(Pronounced May-sohn-yay)
French School
1815-1891
Pupil of Léon Cogniet

This artist was born at Lyons. His father was a salesman and an art-training seemed impossible for the young man because the Meissoniers were poor people. Nevertheless, he was so persevering that while still a young man he got to Paris and began to paint in the Louvre. He was but nineteen at that time, and his fate seemed so hard and bitter that later in life he refused to talk of those days.

He sat for many days in the Louvre, by Daubigny's side, painting pictures for which we are told he received a dollar a yard. We can think of nothing more discouraging to a genius than having to paint by the yard. It is said that his poverty permitted him to sleep only every other night, because he must work unceasingly, and someone declares that he lived at one time on ten cents a week. This is a frightful picture of poverty and distress.

Meissonier's first paying enterprise was the painting of bon-bon boxes and the decorating of fans, and he tried to sell illustrations for children's stories, but for these he found no market. A brilliant compiler of Meissonier's life has written that "his first illustrations in some unknown journal were scenes from the life of 'The Old Bachelor.' In the first picture he is represented making his toilet before the mirror, his wig spread out on the table; in the second, dining with two friends; in the third, on his death-bed, surrounded by greedy relations and in the fifth, the servants ransacking the death chamber for the property." This was very likely a vision of his own possible fate, for Meissonier must have been at that time a lonely and unhappy man.

There are many stories of his first exhibited work, which Caffin declares was the "Visit to the Burgomaster," but Mrs. Bolton, who is almost always correct in her statements, tells us that it was called "The Visitor," and that it sold for twenty dollars. At the end of a six years struggle in Paris, his pictures were selling for no more.

Until this artist's time people had been used only to great canvases, and had grown to look for fine work, only in much space, but here was an artist who could paint exquisitely a whole interior on a space said to be no "larger than his thumb nail." His work was called "microscopic," which meant that he gave great attention to details, painting very slowly.

During the Italian war of 1859, and in the German war of 1870, this wonderful artist was on the staff of Napoleon III. During the siege of Paris he held the rank of colonel, and he lost no chance to learn details of battles which he might use later, in making great pictures. Thus he gained the knowledge and inspiration to paint his picture "Friedland," which was bought by A. T. Stewart and is now in the Metropolitan Museum.

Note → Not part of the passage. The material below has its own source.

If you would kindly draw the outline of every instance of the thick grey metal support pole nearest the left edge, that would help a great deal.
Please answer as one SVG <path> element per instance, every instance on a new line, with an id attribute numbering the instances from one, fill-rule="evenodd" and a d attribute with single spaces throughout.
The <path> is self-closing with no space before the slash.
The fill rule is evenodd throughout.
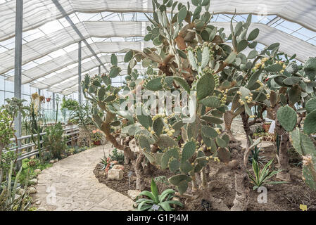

He, himself, wrote of that picture: "I did not intend to paint a battle--I wanted to paint Napoleon at the zenith of his glory; I wanted to paint the love, the adoration of the soldiers for the great captain in whom they had faith, and for whom they were ready to die.... It seemed to me I did not have colours sufficiently dazzling. No shade should be on the imperial face.... The battle already commenced, was necessary to add to the enthusiasm of the soldiers, and make the subject stand forth, but not to diminish it by saddening details. All such shadows I have avoided, and presented nothing but a dismounted cannon, and some growing wheat which should never ripen.

"This was enough.

"The men and the Emperor are in the presence of each other. The soldiers cry to him that they are his, and the impressive chief, whose imperial will directs the masses that move around, salutes his devoted army. He and they plainly comprehend each other and absolute confidence is expressed in every face."

This great work was sold at auction for $66,000 and given to the Metropolitan Museum.